Is Ken Belford’s poetry pastoral? asks Clint Burnham
I have a thing about eco-poetics. For a long time, I thought it sucked, I thought it was just another trendy way to update old stuff (we used to call it nature poetry, which is what we hated, even though I always liked John Clare, like everybody else) – and I do still think there’s something problematic about eco-poetry. Example: a few years ago Rob Budde wrote about Ken Belford’s work in The Globe and Mail. Now, I think Belford’s work is very interesting, I was blown away when I first heard him read a few years ago in Ottawa, the attention to detail in the land, but also the class and race politics he brings in there – my soundbyte for a while was that his work was akin to that of Christopher Dewdney in the 1970s and 80s, the almost magic realist attention to animals and creatures. But I think Budde is wrong to think that this work is not pastoral, or, at least, is a misreading of what the pastoral is.
This is what Budde actually says: “The ‘story’ of nature is not in Belford’s poems — there are glimpses, nuances, discourses, collisions, but no romance and no pastoral gasp at the beauty of it all.” So, just quickly – because I do want to talk more specifically about Belford’s amazing poem in this issue of TCR – I don’t think the “pastoral” can be reduced to anodyne gasps “at the beauty of it all.” To be sure, there are lots of bad poems that do that kind of work, but – and this is an argument I pursue in my KSW book, writing about the work of Lisa Robertson and Peter Culley – the pastoral can also be said to be a tradition of poetry that confronts the despoliation or seizure of land by power, and perhaps even by colonial power, both through direct political statements as we see in Virgil (but also in Robertson), or in the minute descriptions as we see in Clare (and also in Belford).
“Potential,” Belford’s poem in the “ecologies” issue of The Capilano Review (pages 141 to 147) is a poem about the fate of life – of bare life, of the “unemployable,” under the regime of academic discourses which render both nature and the creaturely little more than “faithful copies,” “monologue[s] of landscape,” “grown in the uniform stands/and feed lots of the institution.” But the poem is also conflicted, the speaker says he is “still not submissive to/the local but I’m agreeable/to potential” and declares “I’m resistant –/an outsider no matter where I live.” So these contradictions are interesting, because I think there’s a desire to read Belford’s poems as about him, his story, his biography, the class history of an “unemployable” in Northern British Columbia.
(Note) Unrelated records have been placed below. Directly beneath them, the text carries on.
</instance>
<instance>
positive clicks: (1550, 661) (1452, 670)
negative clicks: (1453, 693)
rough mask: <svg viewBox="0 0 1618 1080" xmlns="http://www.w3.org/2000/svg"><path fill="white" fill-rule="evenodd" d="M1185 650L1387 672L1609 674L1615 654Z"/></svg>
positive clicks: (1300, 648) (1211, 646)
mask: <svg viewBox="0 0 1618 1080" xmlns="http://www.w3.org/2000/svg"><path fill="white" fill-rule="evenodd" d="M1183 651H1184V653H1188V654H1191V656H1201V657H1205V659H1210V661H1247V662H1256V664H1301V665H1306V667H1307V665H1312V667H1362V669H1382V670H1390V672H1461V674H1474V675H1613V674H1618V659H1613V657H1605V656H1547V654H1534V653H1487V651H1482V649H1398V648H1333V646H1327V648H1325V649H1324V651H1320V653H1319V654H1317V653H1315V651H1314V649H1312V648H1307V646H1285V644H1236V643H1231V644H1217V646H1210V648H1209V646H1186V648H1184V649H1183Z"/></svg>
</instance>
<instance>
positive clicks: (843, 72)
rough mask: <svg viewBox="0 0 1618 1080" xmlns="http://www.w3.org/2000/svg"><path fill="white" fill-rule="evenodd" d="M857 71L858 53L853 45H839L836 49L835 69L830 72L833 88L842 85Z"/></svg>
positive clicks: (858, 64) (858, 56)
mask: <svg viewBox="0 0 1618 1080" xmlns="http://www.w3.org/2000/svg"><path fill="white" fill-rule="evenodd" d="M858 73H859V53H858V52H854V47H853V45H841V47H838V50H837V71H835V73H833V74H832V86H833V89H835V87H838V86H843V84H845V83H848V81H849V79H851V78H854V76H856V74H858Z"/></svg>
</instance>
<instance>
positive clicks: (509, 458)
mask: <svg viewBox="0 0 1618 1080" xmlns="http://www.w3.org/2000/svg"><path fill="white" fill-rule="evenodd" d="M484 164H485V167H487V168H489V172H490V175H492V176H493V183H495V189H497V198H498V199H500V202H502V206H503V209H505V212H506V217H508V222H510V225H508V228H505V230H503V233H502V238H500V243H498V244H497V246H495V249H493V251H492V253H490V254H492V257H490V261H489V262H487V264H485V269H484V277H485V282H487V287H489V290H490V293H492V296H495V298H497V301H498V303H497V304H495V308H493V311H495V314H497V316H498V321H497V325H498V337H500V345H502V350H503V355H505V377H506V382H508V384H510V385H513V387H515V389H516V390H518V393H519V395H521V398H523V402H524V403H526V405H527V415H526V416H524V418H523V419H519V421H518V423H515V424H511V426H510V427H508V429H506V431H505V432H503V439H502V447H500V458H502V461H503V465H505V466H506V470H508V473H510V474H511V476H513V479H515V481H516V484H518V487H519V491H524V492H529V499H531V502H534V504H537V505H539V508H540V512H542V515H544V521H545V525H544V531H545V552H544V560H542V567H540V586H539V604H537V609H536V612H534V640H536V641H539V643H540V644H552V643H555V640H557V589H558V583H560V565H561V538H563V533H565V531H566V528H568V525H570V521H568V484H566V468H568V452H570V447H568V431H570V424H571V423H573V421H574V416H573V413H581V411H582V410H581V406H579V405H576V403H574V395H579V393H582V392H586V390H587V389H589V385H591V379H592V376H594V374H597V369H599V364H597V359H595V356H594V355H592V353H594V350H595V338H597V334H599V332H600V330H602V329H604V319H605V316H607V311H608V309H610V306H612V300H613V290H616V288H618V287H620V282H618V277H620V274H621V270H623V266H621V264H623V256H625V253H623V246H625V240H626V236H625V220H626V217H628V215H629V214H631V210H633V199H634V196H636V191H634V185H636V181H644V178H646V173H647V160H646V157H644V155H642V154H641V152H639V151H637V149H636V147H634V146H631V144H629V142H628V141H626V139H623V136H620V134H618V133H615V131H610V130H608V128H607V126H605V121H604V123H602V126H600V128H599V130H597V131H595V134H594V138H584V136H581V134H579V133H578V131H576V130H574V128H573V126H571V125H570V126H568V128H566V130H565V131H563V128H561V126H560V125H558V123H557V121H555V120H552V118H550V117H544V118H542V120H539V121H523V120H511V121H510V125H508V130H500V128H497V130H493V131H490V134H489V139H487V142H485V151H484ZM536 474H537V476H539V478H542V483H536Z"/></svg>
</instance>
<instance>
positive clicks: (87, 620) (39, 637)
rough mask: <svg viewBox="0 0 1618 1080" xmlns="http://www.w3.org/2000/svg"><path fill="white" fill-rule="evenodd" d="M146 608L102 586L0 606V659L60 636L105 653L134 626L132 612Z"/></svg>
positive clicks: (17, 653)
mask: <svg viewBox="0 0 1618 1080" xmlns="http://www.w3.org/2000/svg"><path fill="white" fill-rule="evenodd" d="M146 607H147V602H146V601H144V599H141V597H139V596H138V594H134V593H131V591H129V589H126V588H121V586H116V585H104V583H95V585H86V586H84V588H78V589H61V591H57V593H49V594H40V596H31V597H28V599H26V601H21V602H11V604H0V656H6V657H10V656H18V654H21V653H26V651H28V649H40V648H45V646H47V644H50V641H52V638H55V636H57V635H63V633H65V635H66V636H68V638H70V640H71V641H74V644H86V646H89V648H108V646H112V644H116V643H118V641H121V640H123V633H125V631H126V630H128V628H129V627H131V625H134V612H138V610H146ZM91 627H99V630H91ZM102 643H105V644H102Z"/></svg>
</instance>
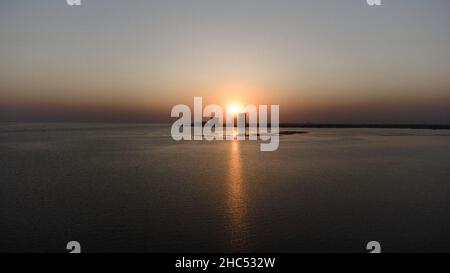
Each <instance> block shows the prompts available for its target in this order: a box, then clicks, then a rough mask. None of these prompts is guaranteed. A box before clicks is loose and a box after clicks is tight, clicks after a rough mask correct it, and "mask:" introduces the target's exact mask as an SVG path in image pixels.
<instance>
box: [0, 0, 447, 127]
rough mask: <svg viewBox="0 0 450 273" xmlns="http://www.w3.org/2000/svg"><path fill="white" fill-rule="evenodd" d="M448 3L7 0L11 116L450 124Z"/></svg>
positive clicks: (363, 122) (8, 61)
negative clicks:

But the very beginning lines of the poem work against that naïve reading:
In my opening pages, the identity
of the characters is contested as
a forgery of imagery bound up
with the claims and dispositions
of country. It seems in order
to sustain power in all this,
the city upholds an illusion of
authority over the north, so that
the influential with the most is
a problem to which I return.
Is Belford here anticipating – if not contesting – the very claims I am making about “the identity/of the characters”? Perhaps, but the poem will go on to appropriate the language of neoliberal university discourses, the final page, in particular, an orgy of “Academics are interested in/the people who live in the area,” and “I heard about this in the gift shop,” and “I’d like to thank the following people/for the commercial use of images.” Now, the (forged?) image of Belford in a gift shop is truly frightening – again, it does not accord with the macho, rural-proletariat persona that a lazy reader might believe in. Rather, the poem inhabits the jargon of today’s corporate or academic language as a way to force its way out again.
But maybe he’s doing something with that language, too. For if the poem begins and ends in a meta sort of way, there’s this specificity again midway through, when he’s comparing fruit ripening to “the excitable/tissues of language,” and the poem asserts: “I think what it is, is, glume varies.” Now, maybe you didn’t have to go to the dictionary, thinking this was just some old spelling of “gloom,” an update of Stevens’ “gloaming,” but I did, and I found out that the word means husk, or “a membraneous bract surrounding the spikelet of grasses or the florets of sedges.” (You can find some pictures of glumes on BC grasses here.) So this incredibly specific reference to the fuzzy edges of budding grasses, in Belford’s poem then grounds a certain critique of, again, those “feed lots of the institution,” which suggests as much that the academy is a feedlot for fattening up our citizenry. The parallel discourses of autobiography, textuality, education, and natural grasslands are finally, as Belford writes on the last page of the poem, “too difficult to translate,” so I’ll stop translating.